Seu corpo estremeceu a minha pergunta e seus olhos se perderam na imensidão do fogo, observei seus dedos nervosos entrelaçados entre si num movimento rude, os ombros se encolheram mais e então, quando mais um trovão soou do lado de fora meu corpo enrijeceu e a xícara em minhas mão atingiu o chão, se transformando em uma porção de caquinhos.

"- Já basta, Maria Luísa! Chega! - Alberto gritou em meio ao som dos trovões e atirou a garrafa no canto da cozinha, eu me encolhi na cadeira. O cheiro de álcool exalava de seus poros e os olhos azuis foram cerrados ficando cada vez mais cheios de raiva. Ele se aproximou e agarrou meu pulso, me puxou cozinha a fora enquanto me amaldiçoava com suas palavras. Nós seguimos pelo corredor até a dispensa, cada centímetro de mim tremia em alerta e meus olhos já se desfaziam em lágrimas silenciosas..."
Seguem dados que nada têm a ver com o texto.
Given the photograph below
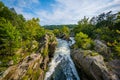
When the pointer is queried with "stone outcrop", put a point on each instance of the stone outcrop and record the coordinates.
(34, 66)
(28, 68)
(102, 48)
(115, 67)
(93, 65)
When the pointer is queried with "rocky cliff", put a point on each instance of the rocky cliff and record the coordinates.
(34, 66)
(91, 64)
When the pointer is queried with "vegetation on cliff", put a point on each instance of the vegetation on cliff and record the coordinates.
(105, 27)
(19, 38)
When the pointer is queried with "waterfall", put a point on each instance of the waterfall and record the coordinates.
(62, 67)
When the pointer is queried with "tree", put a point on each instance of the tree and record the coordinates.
(9, 37)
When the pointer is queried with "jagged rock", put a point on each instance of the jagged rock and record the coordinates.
(26, 69)
(11, 63)
(93, 66)
(100, 47)
(115, 66)
(34, 66)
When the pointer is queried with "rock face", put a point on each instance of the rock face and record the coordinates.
(115, 66)
(102, 48)
(26, 69)
(92, 65)
(34, 66)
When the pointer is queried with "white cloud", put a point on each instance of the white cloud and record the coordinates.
(67, 11)
(70, 11)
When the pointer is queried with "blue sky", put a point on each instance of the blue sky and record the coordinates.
(62, 11)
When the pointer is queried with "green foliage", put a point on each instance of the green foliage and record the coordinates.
(9, 37)
(85, 26)
(82, 41)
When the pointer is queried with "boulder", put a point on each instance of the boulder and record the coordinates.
(92, 64)
(28, 69)
(102, 48)
(115, 66)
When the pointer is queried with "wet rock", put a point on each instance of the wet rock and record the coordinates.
(93, 66)
(11, 63)
(27, 69)
(115, 67)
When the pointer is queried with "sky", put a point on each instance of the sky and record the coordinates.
(55, 12)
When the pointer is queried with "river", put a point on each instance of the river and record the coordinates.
(61, 66)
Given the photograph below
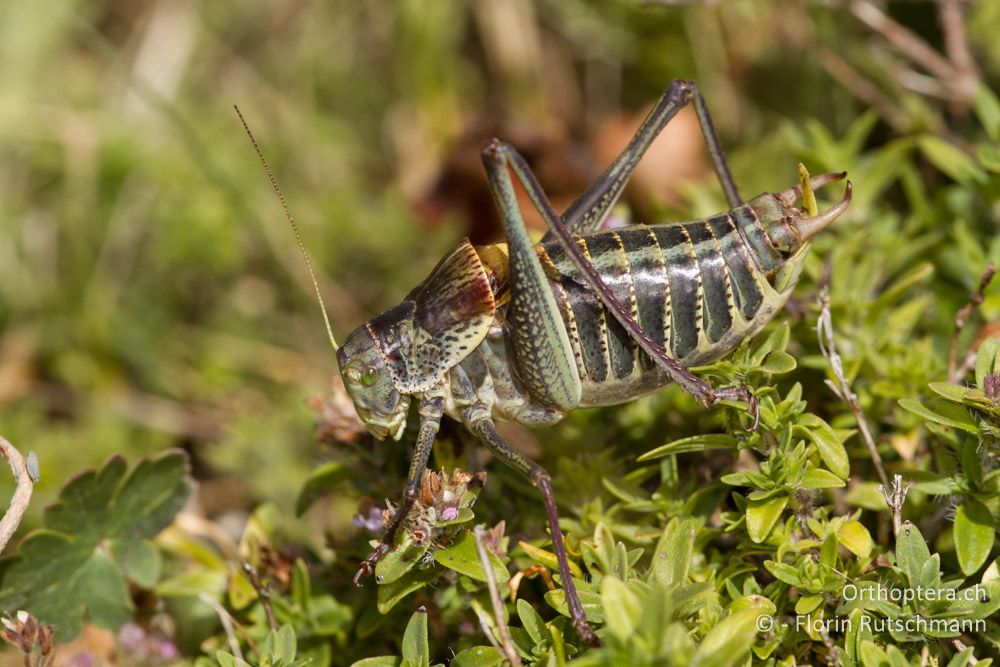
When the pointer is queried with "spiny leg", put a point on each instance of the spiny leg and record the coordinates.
(544, 357)
(430, 421)
(587, 213)
(505, 155)
(487, 432)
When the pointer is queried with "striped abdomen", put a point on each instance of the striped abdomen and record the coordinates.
(697, 288)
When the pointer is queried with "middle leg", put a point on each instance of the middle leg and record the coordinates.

- Maria Luísa? Malu? - as mãos frias de Elena tocaram meus ombros e forcei os olhos a focarem seu rosto. Os olhos perdidos agora brilhavam com preocupação e cuidado e seu toque delicado amenizou a tensão que dominava meu ser - Está tudo bem, foi só um trovão. Estou aqui. - ela murmurou curvando os lábios num sorriso gentil e soltei meus joelhos, permitindo que minhas pernas relaxassem e, sem que eu percebesse senti minhas bochechas molhadas.

Os próximos minutos se passaram em silêncio. Elena me embalou num abraço e acariciou meus cabelos enquanto eu soluçava encharcando sua camisa azul marinho. A voz fria de Alberto ainda penumbrava meus pensamentos assim como o tilintar dos cacos da xícara espalhados pelo chão assim como a garrafa despedaçada naquela noite, minha respiração ofegava e eu me desvencilhei dos braços da morena, que me olhou assustada, numa tentativa falha de cessar o choro.
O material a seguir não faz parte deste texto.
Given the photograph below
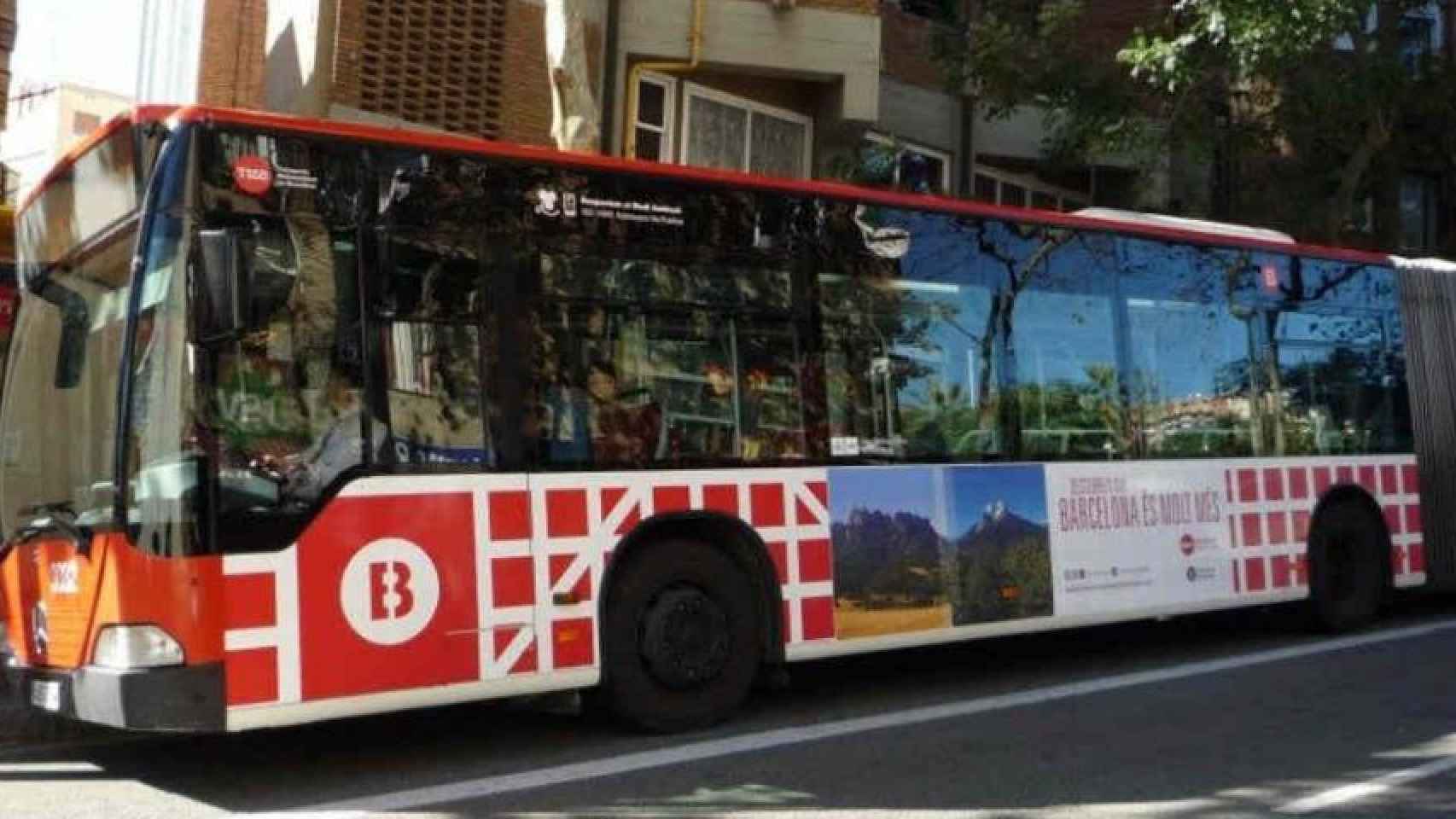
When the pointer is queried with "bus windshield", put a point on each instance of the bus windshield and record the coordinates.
(59, 412)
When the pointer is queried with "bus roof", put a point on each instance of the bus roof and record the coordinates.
(1169, 229)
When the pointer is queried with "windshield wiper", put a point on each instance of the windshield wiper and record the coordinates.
(59, 517)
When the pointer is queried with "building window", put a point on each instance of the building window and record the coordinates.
(1420, 35)
(737, 134)
(84, 123)
(911, 166)
(1024, 192)
(1417, 212)
(657, 98)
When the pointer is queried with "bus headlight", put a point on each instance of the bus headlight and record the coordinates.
(136, 646)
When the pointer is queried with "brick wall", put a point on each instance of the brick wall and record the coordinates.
(430, 61)
(526, 109)
(232, 64)
(906, 47)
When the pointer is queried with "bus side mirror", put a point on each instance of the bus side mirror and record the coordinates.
(223, 286)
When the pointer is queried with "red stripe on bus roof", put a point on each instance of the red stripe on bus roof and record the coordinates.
(137, 115)
(701, 175)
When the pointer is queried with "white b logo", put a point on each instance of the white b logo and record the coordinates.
(389, 592)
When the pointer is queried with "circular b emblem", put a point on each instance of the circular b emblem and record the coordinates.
(252, 175)
(389, 592)
(1187, 544)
- Veja só. Aprontei uma bagunça imensa! - sorri desajeitada e corri até a cozinha em busca de uma pá. Quando retornei, ela já havia juntado os cacos - Não se incomode, eu posso limpar e...
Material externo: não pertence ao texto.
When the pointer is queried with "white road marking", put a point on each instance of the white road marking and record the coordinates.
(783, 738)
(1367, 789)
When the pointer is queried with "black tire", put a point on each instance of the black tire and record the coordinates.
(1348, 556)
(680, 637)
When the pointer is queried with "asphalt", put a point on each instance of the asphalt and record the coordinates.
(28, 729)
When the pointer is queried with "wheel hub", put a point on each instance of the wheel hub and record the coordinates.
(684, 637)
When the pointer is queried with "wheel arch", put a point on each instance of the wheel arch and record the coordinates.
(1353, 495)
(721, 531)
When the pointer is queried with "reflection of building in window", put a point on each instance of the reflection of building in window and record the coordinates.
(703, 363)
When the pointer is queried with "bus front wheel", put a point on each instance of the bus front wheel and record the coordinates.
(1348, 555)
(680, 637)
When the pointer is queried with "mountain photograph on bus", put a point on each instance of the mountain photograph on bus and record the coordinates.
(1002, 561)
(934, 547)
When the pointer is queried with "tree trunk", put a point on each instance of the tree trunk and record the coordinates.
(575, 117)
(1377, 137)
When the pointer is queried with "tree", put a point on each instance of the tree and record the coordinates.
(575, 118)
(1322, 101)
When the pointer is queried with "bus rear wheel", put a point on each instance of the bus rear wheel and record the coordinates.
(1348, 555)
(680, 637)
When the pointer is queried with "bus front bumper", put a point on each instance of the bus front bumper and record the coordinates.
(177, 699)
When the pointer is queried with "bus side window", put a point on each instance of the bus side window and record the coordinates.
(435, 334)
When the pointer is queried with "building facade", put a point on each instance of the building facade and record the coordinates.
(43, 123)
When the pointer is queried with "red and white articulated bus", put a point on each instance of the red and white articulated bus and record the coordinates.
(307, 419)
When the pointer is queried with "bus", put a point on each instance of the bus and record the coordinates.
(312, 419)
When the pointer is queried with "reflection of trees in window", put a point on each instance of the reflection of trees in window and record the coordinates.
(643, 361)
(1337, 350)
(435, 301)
- Está tudo bem, não imagina quantas xícaras quebradas eu junto num dia. Chamo de experiência. - ela riu baixo e despejou os pedaços sobre a pá - É melhor limpar antes que manche... - apenas assenti sorrindo fraco e caminhei de volta para a cozinha.

As memórias frescas faziam minha cabeça latejar. Nunca gostei muito de dias chuvosos, deixavam o céu sombrio e o vento gélido sempre parecia soltar sussurros tenebrosos, desde muito nova eu tive medo desses dias. Mamãe costumava me puxar para sala e contar histórias engraçadas de sua adolescência em Veneza, ela amava vermelho e sempre dava a impressão que a cidade parecia colorida; eu podia imaginar os tijolos em torno dos canais cintilando a cor vibrante em várias tonalidades diferentes e criava todo um cenário em minha mente. O vermelho me alegrava tanto quanto os dias de sol no outono ou o sorriso caloroso de minha mãe, mas agora as coisas pareciam tão cinza, sem todo aquele brilho e suavidade das cores. 

Passei os olhos pelo cômodo, um silêncio havia se instalado novamente e eu começava a me preocupar. Elena estava de pé no canto da janela, observando as gotas raivosas atacarem o vidro, seus dedos voltavam a dança nervosa de minutos atrás e seu semblante parecia pesado.

- Você não parece bem. 

Murmurei a uma distância confortável. Seu corpo tremeu num instinto e ela se virou apressada, parecendo confusa por alguns instantes até que caminhou ao redor do sofá, parando próxima a lareira acesa.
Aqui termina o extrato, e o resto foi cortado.